Tujuh anak dan 25 wanita termasuk di antara orang asing yang meninggal dalam tahanan tahun lalu, kata menteri.
Kelompok hak asasi manusia telah mendesak Malaysia untuk menyelidiki kondisi di pusat penahanan migran setelah pemerintah mengatakan 150 orang asing, termasuk tujuh anak, meninggal di fasilitas tersebut tahun lalu.
Dalam jawaban tertulis atas pertanyaan di parlemen pekan ini, Menteri Dalam Negeri Malaysia Saifuddin Nasution Ismail mengatakan tujuh anak dan 25 perempuan termasuk di antara mereka yang meninggal dalam tahanan tahun lalu.
Dia tidak mengungkapkan penyebab kematian atau jumlah orang asing yang ditahan. Juli lalu, Malaysia mengatakan ada 17.703 orang asing di fasilitas penahanannya.
“Fakta bahwa begitu banyak orang asing, termasuk anak-anak, meninggal dalam penahanan imigrasi adalah dakwaan pedas atas kegagalan Malaysia memperlakukan mereka yang ditahan sebagai orang yang memiliki hak,” kata Phil Robertson, wakil direktur Asia di Human Rights Watch.
Amnesty International meminta pemerintah untuk mengambil langkah-langkah untuk mencegah orang meninggal dalam tahanan.
“150 kematian dalam satu tahun.

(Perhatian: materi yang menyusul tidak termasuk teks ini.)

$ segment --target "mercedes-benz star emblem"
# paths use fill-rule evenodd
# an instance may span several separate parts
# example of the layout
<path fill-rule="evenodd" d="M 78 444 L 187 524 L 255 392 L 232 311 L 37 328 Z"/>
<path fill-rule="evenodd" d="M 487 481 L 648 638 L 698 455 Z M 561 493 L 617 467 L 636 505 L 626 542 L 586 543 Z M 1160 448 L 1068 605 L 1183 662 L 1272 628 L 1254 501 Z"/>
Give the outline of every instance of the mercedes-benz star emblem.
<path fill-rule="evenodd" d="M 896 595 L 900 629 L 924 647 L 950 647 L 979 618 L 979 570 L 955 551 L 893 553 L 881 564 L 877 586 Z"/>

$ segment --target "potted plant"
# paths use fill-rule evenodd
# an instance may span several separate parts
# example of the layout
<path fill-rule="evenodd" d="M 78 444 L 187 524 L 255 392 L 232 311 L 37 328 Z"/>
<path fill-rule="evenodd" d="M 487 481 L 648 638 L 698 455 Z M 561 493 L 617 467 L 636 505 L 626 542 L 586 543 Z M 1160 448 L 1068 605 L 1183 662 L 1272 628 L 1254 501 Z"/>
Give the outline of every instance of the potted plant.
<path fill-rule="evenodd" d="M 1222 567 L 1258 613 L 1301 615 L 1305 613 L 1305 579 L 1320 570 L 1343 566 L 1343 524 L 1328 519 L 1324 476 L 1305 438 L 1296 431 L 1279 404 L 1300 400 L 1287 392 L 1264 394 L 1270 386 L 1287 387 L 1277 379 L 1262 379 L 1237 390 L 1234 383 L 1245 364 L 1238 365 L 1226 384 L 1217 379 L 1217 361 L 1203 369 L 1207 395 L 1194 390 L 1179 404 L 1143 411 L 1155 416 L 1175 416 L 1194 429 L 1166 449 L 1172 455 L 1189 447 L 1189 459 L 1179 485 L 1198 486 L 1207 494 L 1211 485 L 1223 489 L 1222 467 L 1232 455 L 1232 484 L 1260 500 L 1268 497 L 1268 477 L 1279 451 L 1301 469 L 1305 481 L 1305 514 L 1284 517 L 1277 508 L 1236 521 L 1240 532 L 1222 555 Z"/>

Investigasi yang holistik dan transparan sekarang,” tulis Amnesty dalam serangkaian tweet pada hari Rabu.
“Temuan itu harus diumumkan. Tindakan harus mendesak dan komprehensif. Pemulihan harus ditemukan, dan keadilan harus diwujudkan bagi keluarga mereka yang meninggal. Pemerintah harus bertindak sekarang,” tulis Amnesti.
1/ Orang meninggal di rumah detensi imigrasi.
150 kematian dalam tahanan imigrasi dalam 12 bulan.
Tidak ada informasi lebih lanjut yang dibagikan tentang penyebab kematian, investigasi, koreksi atau pencegahan kematian di masa mendatang.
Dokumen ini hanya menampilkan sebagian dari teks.